Friends, artists, musicians, and collectors gathered in small Soviet apartments and studios. They published samizdat magazines, they created recordings on cassette tapes, they took photographs and distributed paintings, they even organized collective actions. Most of the great Soviet artists from Ilya Kabakov to Nikita Alekseev grew up in these communities.
At the time, they seemed to be powerless individuals who had no influence whatsoever. But soon it turned out that they created a discourse – the only serious discourse of the time. Many later famous musicians grew up in these communities, which had no gatekeepers outside the circle of the creators themselves. They did not write grants or reports or brag about the success of their masterpiece sales in the markets. In fact, once sales and markets kicked in, the community fell apart.
I was also friends with some of the artists in Moscow and St. Petersburg’s unofficial art scene, including Nikita Alekseev who coined the term APTART. I was one of the youngest among them, and I was immediately struck by the closeness of their community. It was a circle of friends, with no less strict a hierarchy and ideological censorship than the party Obkoms or Soviet Exhibitions’ committees. Only they were cheerful, educated and brave, unlike the bourgeois and conformist Soviet art officials. Can apartment exhibitions, which by definition show art (i.e. something in common) in the super-private space of the exhibition organizer’s life, be really open? And should they be?

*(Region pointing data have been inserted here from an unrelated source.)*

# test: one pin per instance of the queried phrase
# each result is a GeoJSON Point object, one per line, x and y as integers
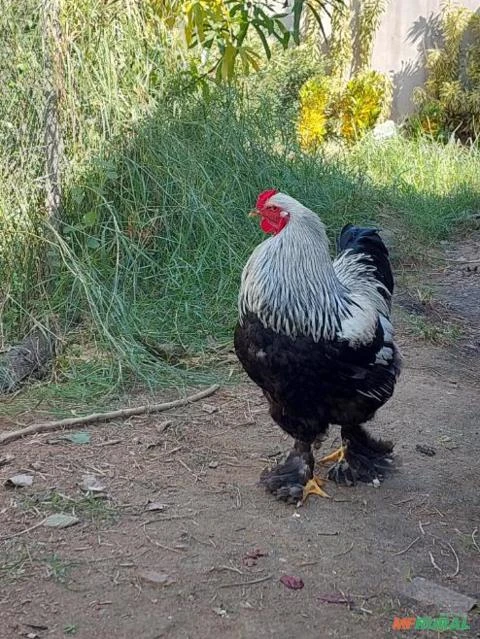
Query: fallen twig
{"type": "Point", "coordinates": [457, 560]}
{"type": "Point", "coordinates": [345, 552]}
{"type": "Point", "coordinates": [246, 583]}
{"type": "Point", "coordinates": [402, 552]}
{"type": "Point", "coordinates": [22, 532]}
{"type": "Point", "coordinates": [474, 534]}
{"type": "Point", "coordinates": [433, 562]}
{"type": "Point", "coordinates": [94, 418]}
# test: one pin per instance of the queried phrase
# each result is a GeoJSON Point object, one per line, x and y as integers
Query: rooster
{"type": "Point", "coordinates": [317, 338]}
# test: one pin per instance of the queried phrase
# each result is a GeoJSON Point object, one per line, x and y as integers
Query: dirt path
{"type": "Point", "coordinates": [367, 544]}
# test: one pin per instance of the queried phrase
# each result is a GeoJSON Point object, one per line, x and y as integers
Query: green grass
{"type": "Point", "coordinates": [154, 232]}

Meanwhile, I have a lot of complaints about the Moscow Conceptualists and the Leningrad Analytical School and all the other participants in the Soviet underground. I remember their misogyny. Their romantic view of the role of the artist. Their almost caste-system of selection to their circle. But there was so much that was marvelous and distinctive about it. It was a real, sincere creative vitality in contrast to the official Soviet industrial bureaucratic model of centralized art.
I caught this environment very briefly, but the beautiful things about APTART – unselfishness, friendship, the opportunity to take risks, to be uncomfortable, absurd, and even meaningless – I would say to be free, I would like to take with me into my new life.